Tampa Bay home prices last month stayed on their long-running streak, posting year-over-year gains for the 20th month in a row, new listing data show.
Realtors sold 3,200 single-family homes at a median price of $165,000. That's $5,000 lower than July, the peak price since the housing boom, but 23 percent higher than last August.
Some experts expected prices would cool after July, when Tampa Bay posted the biggest year-over-year price jump since the housing crash and some of the biggest price gains in the state.
Rising mortgage rates, which climbed to their highest point in two years, have bit into demand. So, too, have rising prices. And the month when kids trot back to class is traditionally slower than the spring-to-summer sales blitz.
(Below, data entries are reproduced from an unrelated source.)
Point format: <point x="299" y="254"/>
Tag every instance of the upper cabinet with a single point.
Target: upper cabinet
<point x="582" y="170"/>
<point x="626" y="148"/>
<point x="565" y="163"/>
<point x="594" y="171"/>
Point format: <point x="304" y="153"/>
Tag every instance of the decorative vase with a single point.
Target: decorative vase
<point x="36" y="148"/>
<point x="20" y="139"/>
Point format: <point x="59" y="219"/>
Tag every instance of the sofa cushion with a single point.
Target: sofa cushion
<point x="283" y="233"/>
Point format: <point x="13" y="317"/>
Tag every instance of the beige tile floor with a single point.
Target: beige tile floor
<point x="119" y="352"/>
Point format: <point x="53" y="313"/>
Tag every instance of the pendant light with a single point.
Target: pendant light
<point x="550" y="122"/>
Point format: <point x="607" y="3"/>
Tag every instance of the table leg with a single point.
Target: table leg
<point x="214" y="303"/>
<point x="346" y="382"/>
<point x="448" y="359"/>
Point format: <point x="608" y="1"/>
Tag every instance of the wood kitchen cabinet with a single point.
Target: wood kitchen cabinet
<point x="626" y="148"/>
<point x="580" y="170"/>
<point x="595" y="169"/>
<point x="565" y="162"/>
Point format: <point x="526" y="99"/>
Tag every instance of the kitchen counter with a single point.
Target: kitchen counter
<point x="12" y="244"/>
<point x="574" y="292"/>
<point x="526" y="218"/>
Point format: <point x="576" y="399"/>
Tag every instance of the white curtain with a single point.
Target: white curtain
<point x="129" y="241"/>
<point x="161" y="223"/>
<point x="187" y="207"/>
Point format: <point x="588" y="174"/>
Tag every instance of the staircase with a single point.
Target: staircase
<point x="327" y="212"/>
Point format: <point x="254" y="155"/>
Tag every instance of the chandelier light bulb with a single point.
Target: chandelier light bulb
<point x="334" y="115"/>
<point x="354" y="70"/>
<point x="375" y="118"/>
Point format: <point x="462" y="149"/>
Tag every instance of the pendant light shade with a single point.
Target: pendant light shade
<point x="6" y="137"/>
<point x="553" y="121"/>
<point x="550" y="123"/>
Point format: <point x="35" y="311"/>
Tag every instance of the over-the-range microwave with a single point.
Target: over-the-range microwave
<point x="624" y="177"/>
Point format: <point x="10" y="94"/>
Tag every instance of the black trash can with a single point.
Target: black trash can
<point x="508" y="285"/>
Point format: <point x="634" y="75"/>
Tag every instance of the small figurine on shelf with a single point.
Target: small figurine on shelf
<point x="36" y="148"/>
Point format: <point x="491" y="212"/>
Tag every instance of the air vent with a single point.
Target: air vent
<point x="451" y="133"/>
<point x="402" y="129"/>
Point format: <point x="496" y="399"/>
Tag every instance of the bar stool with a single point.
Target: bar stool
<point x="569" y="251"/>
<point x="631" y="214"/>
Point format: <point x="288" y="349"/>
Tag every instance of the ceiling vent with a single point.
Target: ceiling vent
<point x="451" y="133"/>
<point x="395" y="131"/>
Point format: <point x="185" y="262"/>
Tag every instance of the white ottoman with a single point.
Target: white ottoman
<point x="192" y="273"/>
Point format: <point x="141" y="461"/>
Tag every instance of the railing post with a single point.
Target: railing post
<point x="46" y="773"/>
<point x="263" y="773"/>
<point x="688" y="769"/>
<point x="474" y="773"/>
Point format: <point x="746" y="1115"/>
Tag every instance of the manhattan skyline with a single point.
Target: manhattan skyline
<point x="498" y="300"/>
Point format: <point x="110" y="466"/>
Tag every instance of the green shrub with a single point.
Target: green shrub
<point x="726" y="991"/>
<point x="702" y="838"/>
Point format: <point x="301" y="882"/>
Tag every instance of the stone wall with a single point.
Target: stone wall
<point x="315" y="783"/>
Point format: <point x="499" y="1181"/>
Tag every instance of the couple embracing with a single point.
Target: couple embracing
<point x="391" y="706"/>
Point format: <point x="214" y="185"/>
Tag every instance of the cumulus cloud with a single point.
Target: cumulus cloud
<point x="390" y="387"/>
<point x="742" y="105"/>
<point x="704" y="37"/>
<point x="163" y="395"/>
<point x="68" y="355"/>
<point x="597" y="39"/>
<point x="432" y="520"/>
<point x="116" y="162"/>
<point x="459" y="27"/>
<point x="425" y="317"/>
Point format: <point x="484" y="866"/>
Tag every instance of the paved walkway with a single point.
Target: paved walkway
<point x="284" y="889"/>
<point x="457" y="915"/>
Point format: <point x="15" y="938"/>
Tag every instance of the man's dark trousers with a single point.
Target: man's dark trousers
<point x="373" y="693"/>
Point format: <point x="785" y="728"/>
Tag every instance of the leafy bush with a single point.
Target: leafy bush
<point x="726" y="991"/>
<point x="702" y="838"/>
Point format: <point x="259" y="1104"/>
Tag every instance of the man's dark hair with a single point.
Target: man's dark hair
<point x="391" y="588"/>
Even as the rebounding housing market shows some restraint, prices have stayed high due to tight supplies of homes for sale. Fewer options have led to bidding wars and speedy sales: The typical home last month went under contract in 29 days.
Prices have also stayed high because more homes are selling the conventional way, without a foreclosure or short sale. Nondistressed homes accounted for 71 percent of local sales last month, the highest share in five years.
The price gains have helped restore equity to tens of thousands of Tampa Bay homeowners who owed more on loans than their homes were worth. The ratio of "underwater" homes here has fallen from 41 percent to 33 percent since the beginning of this year, new CoreLogic data show.
Those same price gains have also served to push out some buyers with larger monthly mortgage payments. Based on incomes, home prices and interest rates, the National Association of Realtors says it's about as hard to afford a house now as it was in 2008.
Recovering prices have also bumped out a different buyer: investors who once dominated the market by gobbling up homes at bottom-barrel prices. The percentage of cash sales slid in August for the eighth month in a row to only 40 percent of sales, down from 54 percent in January.
With rates for a 30-year fixed mortgage climbing to 4.57 this month, some Realtors worry that a continued climb could scare off new buyers. Others say loan rates, which are still near historic lows, would have to soar much higher before they could scuttle the market's climb.
But recent and dramatic hikes to flood insurance rates could pose an even more pressing threat to the market, adding big new charges to potential buyers' monthly bills and sinking some neighborhoods' deals.
"Some people are apprehensive of jumping in right now," Coastal Lifestyles Realty agent Caroline Southwell said, "until they know where that issue's going to fall."